Aturan itu kini sedang disusun untuk dijadikan peraturan daerah inisiatif dari DPRD Kota Surabaya.
Aturan ini dibuat bukan untuk menghambat investasi di sektor properti, melainkan untuk mengurangi dampak negatif lingkungan jika perumahan kavlingan terus dikembangkan.
Hal itu dibenarkan oleh Kepala Badan Pembuat Perdaerah (BPP) DPRD Kota Surabaya Mochammad Mahmud.
Ia mengatakan selama ini perizinan untuk penjualan perumahan kavlingan memang sudah ditekan oleh Pemkot.
"Tapi sampai saat ini kebijakan itu masih belum ada payung hukumnya. Oleh sebab itu ini sedang digodog agar aturan tersebut disahkan dalam Perda inisiatif," kata politisi Fraksi Demokrat ini, Selasa (22/8/2017).
Menurutnya, pelarangan untuk menjual kavlingan ini lebih dikhususkan untuk pengembang besar. Terutama yang memiliki lahan besar lalu dipecah-pecah dijual berupa tanah kavlingan.
Sebab hal itu akan membuat mereka menghindar untuk penyerahan fasilitas umum.
"Setiap pengembang perumahan harus menyerahkan fasum sebesar 40 persen. Nah kalau kavlingan bagaimana menyerahkan, mereka biasanya tidak mau menyerahkan. Makanya ke depan untuk pengembang besar akan kita larang," ucap Mahmud.
Aturan ini tidak berlaku untuk penjual tanah kavlingan yang hanya puluhan meter persegi.
Mereka dianggap justru membantu warga kecil untuk mendapatkan perumahan murah. Toh, yang dijual hanya satu satu dua rumah saja.
"Dampaknya kalau tidak ada penyerahan fasum, maka kasihan warga juga, tidak ada kewajiban pengembang menyediakan masjid, taman, lampu, dan juga fasilitas umun lain," katanya.
Dalam rancangan aturan itu juga akan diterapkan sanksi. Di mana jika masih ada pengembang skala besar sepeti perusahaan yang masih menjual kavlingan, Pemkot akan bertindak tegas.
"Sanksinya bisa tidak menerbitkan IMB, bisa pula mencabut izin pembangunan perumahan yang dilakukan pengembang," tandas Mahmud.
Rencanaya rancangan Perda ini dimasukkan dalam program legislasi daerah tahun 2018 di mana penyusunannya akhir tahun 2017.
Terkait hal tersebut, Kepala Dinas Perumahan Rakyat Kawasan Permukiman Cipta Karya dan Tata Ruang Eri Cahyadi menanggapi positif adanya aturan tersebut.

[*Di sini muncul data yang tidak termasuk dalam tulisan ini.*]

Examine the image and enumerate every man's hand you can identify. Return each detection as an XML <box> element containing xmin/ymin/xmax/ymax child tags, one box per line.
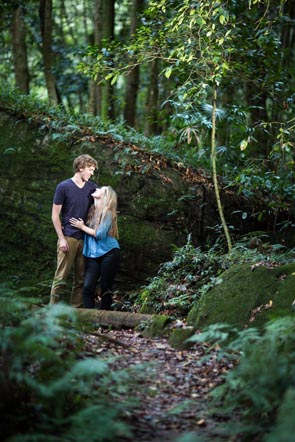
<box><xmin>70</xmin><ymin>218</ymin><xmax>84</xmax><ymax>230</ymax></box>
<box><xmin>59</xmin><ymin>238</ymin><xmax>70</xmax><ymax>253</ymax></box>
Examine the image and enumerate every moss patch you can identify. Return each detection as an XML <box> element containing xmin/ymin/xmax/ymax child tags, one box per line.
<box><xmin>188</xmin><ymin>264</ymin><xmax>295</xmax><ymax>328</ymax></box>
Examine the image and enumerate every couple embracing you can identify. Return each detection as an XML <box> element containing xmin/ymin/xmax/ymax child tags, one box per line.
<box><xmin>50</xmin><ymin>154</ymin><xmax>120</xmax><ymax>310</ymax></box>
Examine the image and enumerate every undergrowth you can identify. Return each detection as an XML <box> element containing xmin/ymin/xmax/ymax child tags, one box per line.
<box><xmin>0</xmin><ymin>291</ymin><xmax>145</xmax><ymax>442</ymax></box>
<box><xmin>189</xmin><ymin>316</ymin><xmax>295</xmax><ymax>442</ymax></box>
<box><xmin>137</xmin><ymin>236</ymin><xmax>294</xmax><ymax>317</ymax></box>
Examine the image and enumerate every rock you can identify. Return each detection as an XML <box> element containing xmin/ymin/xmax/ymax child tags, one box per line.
<box><xmin>187</xmin><ymin>263</ymin><xmax>295</xmax><ymax>328</ymax></box>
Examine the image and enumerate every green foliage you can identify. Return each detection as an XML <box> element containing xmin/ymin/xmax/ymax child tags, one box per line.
<box><xmin>190</xmin><ymin>316</ymin><xmax>295</xmax><ymax>442</ymax></box>
<box><xmin>229</xmin><ymin>161</ymin><xmax>295</xmax><ymax>223</ymax></box>
<box><xmin>0</xmin><ymin>292</ymin><xmax>143</xmax><ymax>441</ymax></box>
<box><xmin>139</xmin><ymin>237</ymin><xmax>220</xmax><ymax>316</ymax></box>
<box><xmin>138</xmin><ymin>232</ymin><xmax>294</xmax><ymax>317</ymax></box>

Sebab selama ini masih banyak penjualan kavlingan oleh pengembang di kawasan Gunung Anyar, dan banyak kawasan lain.
Senada dengan Mahmud, perumahan kavlingan tidak menyediakan fasum yang akan merugikan masyarakat.
"Fasum ada beberapa jenis. Mulai fasum masjid, fasum jalan, fasum penerangan jalan umum, dan juga fasum saluran," kata Eri.
Ia mencontohkan jika ada tanah seluas 10 hektar dipecah-pecah menjadi tanah kavlingan, maka tidak akan ada fasilitas berupa jalan, saluran, dan penerangan jalan.
Lalu yang akan menanggung adalah warga yang menghuni perumahan kavlingan tersebut.
"Kalau misalnya sewaktu-waktu pemilik lahan menurut akses jalan ya boleh saja, wong tanahnya masih tanahnya pemilik tanah kavlingan. Padahal seharusnya fasum jalan, saluran itu diserahkan ke Pemkot," ucap Eri. Sehingga jika ada kerusakan, jika membutuhkan perbaikan warga bisa mengajukan ke Pemkot.